NO FEWER THAN three of the blurbs on the paperback compare Hemon to Nabokov, so there must be something to the comparison...but what? Both are Slavic, and both have fashioned an intriguing prose style without English being their mother tongue--but that's as far as it goes, so far as I can tell.
They are both literate and witty, but not at all in similar ways. They are both interested in dislocation, but Nabokov's is an exile-from-Eden kind of dislocation, Hemon's more the emigrant/immigrant kind of not-really-at-home anywhere dislocation.
Hemon does remind me a lot of Richard Powers, though, at least in this novel; like most of Powers's novels, it's braided, two independent yet interwoven strands of narrative. In one, based on an historical event in turn-of-the-century Chicago, Lazarus Averbuch, whose escape from the pogroms of Moldova has brought him to the U.S., is brutally murdered by the Chicago chief of police, who has jumped to the conclusion that Averbuch is an anarchist terrorist wishing to assassinate him.
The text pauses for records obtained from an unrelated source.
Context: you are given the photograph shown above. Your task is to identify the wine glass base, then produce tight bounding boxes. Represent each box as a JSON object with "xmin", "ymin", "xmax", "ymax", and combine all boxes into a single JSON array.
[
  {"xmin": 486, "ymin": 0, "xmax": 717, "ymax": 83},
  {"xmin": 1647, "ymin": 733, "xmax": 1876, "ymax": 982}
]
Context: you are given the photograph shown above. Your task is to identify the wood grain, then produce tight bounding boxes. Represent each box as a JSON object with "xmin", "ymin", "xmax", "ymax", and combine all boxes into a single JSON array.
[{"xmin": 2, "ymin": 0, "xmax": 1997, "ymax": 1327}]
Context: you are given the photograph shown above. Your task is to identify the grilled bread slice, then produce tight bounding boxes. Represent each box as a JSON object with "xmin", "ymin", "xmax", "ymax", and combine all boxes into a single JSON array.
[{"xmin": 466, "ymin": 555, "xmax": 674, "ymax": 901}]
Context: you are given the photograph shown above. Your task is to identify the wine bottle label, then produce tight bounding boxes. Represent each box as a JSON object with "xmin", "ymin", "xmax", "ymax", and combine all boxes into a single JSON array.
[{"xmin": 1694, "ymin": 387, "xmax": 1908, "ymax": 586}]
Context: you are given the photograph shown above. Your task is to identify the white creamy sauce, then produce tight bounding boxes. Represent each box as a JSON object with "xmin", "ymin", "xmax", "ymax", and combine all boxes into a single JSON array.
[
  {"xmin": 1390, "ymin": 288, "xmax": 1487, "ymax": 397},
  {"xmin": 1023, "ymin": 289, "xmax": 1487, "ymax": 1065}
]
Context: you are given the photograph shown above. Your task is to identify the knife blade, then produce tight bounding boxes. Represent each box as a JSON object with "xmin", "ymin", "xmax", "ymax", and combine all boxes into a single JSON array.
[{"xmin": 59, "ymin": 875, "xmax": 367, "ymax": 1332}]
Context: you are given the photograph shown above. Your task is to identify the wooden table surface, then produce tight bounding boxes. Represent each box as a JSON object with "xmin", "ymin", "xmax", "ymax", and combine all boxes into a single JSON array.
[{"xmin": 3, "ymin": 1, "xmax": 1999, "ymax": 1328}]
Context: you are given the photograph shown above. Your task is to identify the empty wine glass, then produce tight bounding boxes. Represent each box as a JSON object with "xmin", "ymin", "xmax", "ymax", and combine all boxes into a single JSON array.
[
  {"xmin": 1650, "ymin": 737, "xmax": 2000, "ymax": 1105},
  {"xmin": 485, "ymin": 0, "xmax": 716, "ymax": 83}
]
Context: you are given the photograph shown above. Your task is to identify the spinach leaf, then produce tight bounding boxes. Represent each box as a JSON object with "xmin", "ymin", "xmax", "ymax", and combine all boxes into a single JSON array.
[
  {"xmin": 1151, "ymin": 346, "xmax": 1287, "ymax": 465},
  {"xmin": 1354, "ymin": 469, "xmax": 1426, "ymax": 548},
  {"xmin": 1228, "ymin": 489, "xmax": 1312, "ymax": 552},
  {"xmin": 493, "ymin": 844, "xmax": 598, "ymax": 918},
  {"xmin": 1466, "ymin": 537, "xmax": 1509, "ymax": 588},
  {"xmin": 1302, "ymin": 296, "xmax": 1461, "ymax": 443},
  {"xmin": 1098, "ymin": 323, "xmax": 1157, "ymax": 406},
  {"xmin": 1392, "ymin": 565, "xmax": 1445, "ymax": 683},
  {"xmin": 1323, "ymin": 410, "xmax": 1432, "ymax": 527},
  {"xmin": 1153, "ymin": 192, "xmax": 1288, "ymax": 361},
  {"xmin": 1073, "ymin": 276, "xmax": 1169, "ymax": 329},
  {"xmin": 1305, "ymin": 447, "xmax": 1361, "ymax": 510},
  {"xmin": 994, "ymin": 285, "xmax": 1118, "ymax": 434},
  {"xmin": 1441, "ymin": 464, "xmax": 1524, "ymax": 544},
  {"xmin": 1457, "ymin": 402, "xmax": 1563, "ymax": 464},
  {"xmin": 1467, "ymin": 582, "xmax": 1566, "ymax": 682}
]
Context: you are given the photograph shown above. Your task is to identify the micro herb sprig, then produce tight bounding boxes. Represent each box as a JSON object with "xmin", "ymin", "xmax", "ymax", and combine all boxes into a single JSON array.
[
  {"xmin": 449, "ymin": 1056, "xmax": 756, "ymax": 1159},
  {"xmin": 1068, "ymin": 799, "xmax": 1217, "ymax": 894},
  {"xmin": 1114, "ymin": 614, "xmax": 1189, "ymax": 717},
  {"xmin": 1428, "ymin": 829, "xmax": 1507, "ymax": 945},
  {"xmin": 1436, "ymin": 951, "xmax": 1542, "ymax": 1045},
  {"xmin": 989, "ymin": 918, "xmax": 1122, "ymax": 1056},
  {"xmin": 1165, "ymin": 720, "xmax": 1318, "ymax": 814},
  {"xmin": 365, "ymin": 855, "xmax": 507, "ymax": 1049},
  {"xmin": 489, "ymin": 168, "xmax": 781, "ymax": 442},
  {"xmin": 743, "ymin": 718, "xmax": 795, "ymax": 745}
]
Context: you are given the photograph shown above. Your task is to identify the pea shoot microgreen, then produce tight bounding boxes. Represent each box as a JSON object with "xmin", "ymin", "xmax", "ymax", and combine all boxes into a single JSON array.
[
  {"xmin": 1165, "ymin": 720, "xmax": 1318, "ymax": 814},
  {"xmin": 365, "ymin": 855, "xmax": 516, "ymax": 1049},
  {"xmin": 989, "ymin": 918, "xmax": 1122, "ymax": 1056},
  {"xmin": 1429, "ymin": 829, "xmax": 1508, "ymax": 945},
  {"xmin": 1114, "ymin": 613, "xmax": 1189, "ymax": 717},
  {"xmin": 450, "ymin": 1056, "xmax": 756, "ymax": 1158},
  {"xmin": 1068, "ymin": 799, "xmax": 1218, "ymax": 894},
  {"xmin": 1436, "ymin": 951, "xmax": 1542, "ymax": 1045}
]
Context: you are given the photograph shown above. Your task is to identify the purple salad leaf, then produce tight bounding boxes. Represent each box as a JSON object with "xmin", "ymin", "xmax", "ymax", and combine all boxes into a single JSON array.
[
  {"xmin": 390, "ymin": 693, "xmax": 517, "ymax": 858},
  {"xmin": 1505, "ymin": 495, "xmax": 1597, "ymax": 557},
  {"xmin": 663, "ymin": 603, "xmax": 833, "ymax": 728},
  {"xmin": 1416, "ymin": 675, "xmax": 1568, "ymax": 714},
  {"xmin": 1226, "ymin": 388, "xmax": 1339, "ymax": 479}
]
The novel begins with this episode, then traces its consequences for Averbuch's friend Isador, who has to go into hiding, and his sister Olga, who has to deal with the various parties hoping to spin her young brother's death one way or another.
In the second strand, Vladimir Brik, a writer in circumstances a bit like Hemon 's (Bosnian, living in Chicago, an aspiring writer deft at getting grants) finds out about Lazarus Averbuch and decides to write a book about him. To that end, he and a photographer acquaintance (also Bosnian) travel to Averbuch's native territory, still caught in its post-Soviet-bloc turbulence and straitened circumstances. Possibly, the Averbuch strand in the novel is Brik's work.
As in Powers, the two strands criss-cross and illuminate each other in many ways, small and large. An opportunistic journalist named Miller figuires in both; the vicious shooting of the Averbuch strand is eventually mirrored in the Brik strand; in both, we have a bereaved sister.
And in both, dislocation matters. Averbuch, as a Jew, was an outsider even in his birthplace; in his adopted country, he is readily and fatally mistaken for a threat. Brik can never feel quite at home in Chicago, but once he is back in Bosnia, he cannot really pick up the thread of the lfe he left behind--too much has happened, to him and to Bosnia. The pain of this double dislocation shadows each strand of the book, very effectively.
It's a strong book. It's just not a Nabokovian book.